その後、同じ男からさらに電話があり、「身の潔白を証明するためには、あなたの資産状況を確認する必要がある」などと説明されました。男性はこの言葉を信じ、指示に従うことになってしまいました。
現金を紙袋に入れて自宅敷地内に置くよう指示
詐欺犯は男性に対し、現金を紙袋に入れて自宅の敷地内に置くよう具体的に指示しました。そして3月18日頃、男性は言われた通りに現金1200万円を紙袋に入れ、自宅のエアコン室外機の上に置いたのです。

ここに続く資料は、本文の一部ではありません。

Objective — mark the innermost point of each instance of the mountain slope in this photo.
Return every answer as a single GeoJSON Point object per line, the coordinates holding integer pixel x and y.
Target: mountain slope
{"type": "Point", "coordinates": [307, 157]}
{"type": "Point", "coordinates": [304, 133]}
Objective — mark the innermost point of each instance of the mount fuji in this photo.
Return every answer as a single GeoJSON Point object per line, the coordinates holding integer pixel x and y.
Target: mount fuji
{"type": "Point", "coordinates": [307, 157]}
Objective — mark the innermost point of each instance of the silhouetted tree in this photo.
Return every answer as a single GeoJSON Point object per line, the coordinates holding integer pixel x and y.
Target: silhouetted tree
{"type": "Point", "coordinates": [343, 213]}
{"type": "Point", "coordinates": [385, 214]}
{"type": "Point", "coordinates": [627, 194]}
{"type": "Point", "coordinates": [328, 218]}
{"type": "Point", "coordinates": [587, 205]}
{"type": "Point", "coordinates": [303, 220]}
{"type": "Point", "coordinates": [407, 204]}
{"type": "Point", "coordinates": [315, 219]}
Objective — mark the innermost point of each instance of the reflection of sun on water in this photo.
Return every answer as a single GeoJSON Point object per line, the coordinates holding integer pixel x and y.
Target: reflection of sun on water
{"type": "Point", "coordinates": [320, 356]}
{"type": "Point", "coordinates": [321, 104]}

その後、置かれた現金は詐欺犯によって持ち去られ、男性は多額の金銭を失う結果となりました。この手口は、従来の特殊詐欺とは異なる新たなパターンとして注目されています。
高齢者を狙った巧妙な詐欺手口に警戒呼びかけ
岐阜県警は、この事件を重く受け止め、同様の手口による詐欺が他地域でも発生する可能性があるとして警戒を呼びかけています。特に高齢者を標的としたこのような詐欺には、以下の点に注意が必要です。
- 警察官を名乗る者から資産状況の確認を求められても、絶対に応じないこと
- 不審な電話があった場合は、すぐに最寄りの警察署に相談すること
- 家族や近所の人と情報を共有し、詐欺被害を防ぐネットワークを築くこと
この事件は、詐欺犯が公的機関を装い、被害者の心理的弱みに付け込む巧妙な手口を用いていることを示しています。地域社会全体で高齢者を見守り、詐欺被害を未然に防ぐ取り組みが求められています。